Two blurbs are to be found on the back of Seven Days of Mourning. Bernard Malamud describes the book as “imperfect” but still “an original feat of the imagination. It cleanses and purifies through love for the human being.” The other comment is by the critic Albert J. Guerard: “At his best [Simckes] challenges, for outrageous and ruthless invention, both Isaac Babel and Bernard Malamud.
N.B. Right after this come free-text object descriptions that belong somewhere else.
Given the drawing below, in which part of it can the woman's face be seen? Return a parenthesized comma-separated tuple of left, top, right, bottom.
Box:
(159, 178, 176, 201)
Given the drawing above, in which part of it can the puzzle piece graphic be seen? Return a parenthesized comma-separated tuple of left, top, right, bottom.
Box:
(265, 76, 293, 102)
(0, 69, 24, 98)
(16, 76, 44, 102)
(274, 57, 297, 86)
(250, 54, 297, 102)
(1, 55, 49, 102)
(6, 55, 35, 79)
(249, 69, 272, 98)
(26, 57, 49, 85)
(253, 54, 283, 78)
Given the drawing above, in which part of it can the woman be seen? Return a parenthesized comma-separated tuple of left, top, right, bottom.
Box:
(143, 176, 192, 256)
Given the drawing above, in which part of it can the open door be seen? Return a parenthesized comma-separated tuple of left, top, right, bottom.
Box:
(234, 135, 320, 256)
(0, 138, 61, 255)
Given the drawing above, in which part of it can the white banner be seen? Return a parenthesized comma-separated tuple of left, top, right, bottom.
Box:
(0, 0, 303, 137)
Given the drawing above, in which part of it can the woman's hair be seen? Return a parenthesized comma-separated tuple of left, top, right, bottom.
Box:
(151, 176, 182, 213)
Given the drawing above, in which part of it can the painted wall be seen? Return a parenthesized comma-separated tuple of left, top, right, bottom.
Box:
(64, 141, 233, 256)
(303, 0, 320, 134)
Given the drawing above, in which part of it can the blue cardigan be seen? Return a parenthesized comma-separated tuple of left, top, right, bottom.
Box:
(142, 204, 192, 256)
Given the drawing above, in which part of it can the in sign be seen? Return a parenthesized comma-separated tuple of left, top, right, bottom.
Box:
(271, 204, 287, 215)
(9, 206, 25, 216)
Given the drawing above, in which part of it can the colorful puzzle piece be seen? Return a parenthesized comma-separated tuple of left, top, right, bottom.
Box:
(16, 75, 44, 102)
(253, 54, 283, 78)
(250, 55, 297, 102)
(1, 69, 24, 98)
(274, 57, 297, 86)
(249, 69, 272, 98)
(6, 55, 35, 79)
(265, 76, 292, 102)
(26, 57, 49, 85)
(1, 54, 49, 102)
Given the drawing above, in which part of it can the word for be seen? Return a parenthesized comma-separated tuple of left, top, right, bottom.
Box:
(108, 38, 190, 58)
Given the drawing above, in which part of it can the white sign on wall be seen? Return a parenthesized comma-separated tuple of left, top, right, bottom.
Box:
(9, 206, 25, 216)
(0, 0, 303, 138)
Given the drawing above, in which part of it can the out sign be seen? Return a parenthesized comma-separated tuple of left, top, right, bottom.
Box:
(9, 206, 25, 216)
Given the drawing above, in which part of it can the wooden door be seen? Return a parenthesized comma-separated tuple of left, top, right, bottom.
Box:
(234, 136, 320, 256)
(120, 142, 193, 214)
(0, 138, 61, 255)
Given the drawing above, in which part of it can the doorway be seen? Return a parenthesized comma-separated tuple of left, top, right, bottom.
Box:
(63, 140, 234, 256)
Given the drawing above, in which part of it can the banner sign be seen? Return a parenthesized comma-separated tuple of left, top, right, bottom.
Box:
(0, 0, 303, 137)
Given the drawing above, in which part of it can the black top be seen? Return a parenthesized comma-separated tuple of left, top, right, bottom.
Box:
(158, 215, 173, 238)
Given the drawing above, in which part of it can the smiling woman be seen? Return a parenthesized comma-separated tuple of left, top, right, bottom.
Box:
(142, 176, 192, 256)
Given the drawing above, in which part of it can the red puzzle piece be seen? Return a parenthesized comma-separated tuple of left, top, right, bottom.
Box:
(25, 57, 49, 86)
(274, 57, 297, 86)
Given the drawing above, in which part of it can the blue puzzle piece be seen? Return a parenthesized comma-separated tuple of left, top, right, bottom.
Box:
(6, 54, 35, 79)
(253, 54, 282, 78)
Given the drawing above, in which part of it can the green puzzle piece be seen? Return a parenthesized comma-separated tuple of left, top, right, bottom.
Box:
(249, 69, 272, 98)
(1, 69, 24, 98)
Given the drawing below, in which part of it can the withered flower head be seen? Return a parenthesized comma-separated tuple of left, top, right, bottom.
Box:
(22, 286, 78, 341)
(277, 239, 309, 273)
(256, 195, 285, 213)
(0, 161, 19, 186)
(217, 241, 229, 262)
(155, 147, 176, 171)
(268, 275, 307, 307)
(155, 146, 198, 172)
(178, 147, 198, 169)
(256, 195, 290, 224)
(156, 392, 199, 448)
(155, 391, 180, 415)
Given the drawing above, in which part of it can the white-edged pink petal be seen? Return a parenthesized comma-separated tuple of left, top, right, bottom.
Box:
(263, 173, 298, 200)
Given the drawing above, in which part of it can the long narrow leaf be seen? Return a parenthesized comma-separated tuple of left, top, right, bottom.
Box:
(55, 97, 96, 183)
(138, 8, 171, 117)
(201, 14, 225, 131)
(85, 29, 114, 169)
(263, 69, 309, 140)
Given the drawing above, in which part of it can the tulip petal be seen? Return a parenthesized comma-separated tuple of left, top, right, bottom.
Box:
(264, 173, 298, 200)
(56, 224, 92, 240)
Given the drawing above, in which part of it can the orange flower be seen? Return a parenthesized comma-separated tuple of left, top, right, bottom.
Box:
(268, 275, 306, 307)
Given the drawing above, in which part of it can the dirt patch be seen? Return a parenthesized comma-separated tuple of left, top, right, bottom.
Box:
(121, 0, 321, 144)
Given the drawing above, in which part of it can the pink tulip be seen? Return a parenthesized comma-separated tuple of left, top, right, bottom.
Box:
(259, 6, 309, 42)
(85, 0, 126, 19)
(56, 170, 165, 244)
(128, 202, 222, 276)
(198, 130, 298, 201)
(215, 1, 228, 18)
The novel is sad, funny, insufferably and excitingly human.” Ordinarily blurbs aren’t meant to mean much and it’s a cheap tactic to take an advantage of them, but these two happen to signify pretty well the terms of the literary cachet of American-Jewish fiction just now, which not even a book such as Simckes’s seems able to question, much less reduce.
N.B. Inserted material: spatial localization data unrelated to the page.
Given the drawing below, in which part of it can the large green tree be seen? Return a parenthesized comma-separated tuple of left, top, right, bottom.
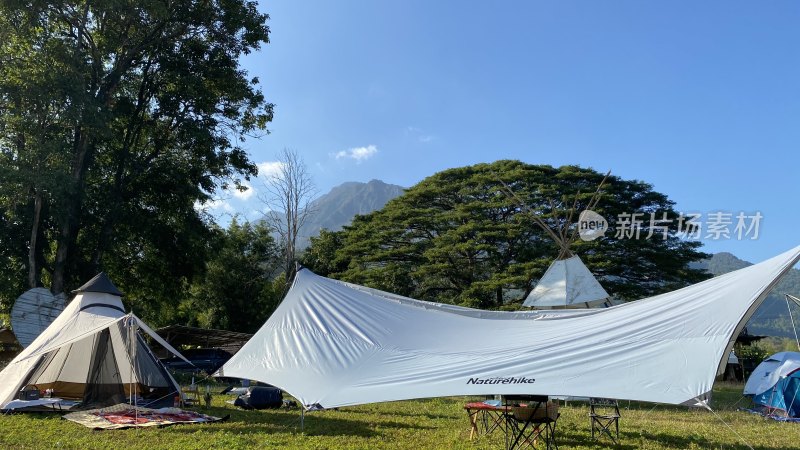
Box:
(0, 1, 272, 315)
(303, 161, 710, 308)
(184, 219, 282, 333)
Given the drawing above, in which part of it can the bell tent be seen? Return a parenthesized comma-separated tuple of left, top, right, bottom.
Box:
(0, 273, 188, 410)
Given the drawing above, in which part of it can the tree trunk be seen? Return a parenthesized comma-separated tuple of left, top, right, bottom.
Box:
(27, 189, 43, 288)
(51, 128, 91, 294)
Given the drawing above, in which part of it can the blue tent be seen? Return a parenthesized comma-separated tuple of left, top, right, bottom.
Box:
(744, 352, 800, 419)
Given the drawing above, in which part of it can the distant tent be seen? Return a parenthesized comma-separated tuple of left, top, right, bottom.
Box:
(523, 255, 610, 308)
(744, 352, 800, 419)
(497, 172, 612, 309)
(0, 273, 189, 410)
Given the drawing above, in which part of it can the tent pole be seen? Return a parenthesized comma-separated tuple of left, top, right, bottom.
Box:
(129, 317, 134, 407)
(128, 314, 139, 422)
(786, 295, 800, 352)
(300, 407, 305, 431)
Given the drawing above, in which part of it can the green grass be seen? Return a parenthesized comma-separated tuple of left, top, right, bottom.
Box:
(0, 383, 797, 449)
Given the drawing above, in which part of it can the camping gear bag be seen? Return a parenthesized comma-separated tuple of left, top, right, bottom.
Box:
(234, 386, 282, 410)
(18, 386, 40, 401)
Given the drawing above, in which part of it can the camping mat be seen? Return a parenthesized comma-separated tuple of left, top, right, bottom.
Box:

This fiction, so its reputation goes, is full of “invention” (imagination, vitality, wildness, etc.) and it is human (compassionate, loving, radiant with insight, etc.). Since genuine vitality and humanity are in short supply these days in fiction, as everywhere else, one can understand why they should be so much appreciated and why pretensions to them should be so easily confused with the real thing. However, as conventions of a new genre of Jewish folk writing represented by these two novels as well as by, say, Norman Fruchter’s Coat Upon a Stick, or Edward Adler’s Notes from a Dark Street, they derive from a patently tenuous and arbitrary, when not also narcissistic, relation to the folk material that provides their basis. The truth is that as one moves from Babel to Malamud to a writer like Simckes, the use of this material becomes increasingly exploitative (“outrageous, ruthless”) in the separation of supposedly Jewish values and modes of behavior from the actual culture in which they were part of a coherent way of life and through which they gain their authority as aspects of human behavior and value as such. Jewish character, color, idiom, tradition, etc. used merely as literary props to achieve distinctiveness or as a kind of trampoline upon which assimilated young writers find they can perform will inevitably lose their integrity, become inauthentic, and more likely than not, turn into the grotesque both in subject matter and treatment. “I was, with God’s help, a poor man,” says Sholem Aleichem’s Tevye, with the complete aptness, the lack of literary distortion given to a folk artist who is in perfect touch with his world. But once the common folk life and the expressive purposes to which it is put become separated, either through the writer’s intention or ignorance, he enters the realm of the inauthentic, which takes a great deal of moral autonomy and art to redeem. For folk material has a way of taking its revenge upon the writer who is exploiting it. In the case of Adler and Fruchter it dries up and becomes abstract; in the case of Charyn it flickers intermittently and goes out; in the case of Simckes it quickly sickens, dies, and rots in his hands.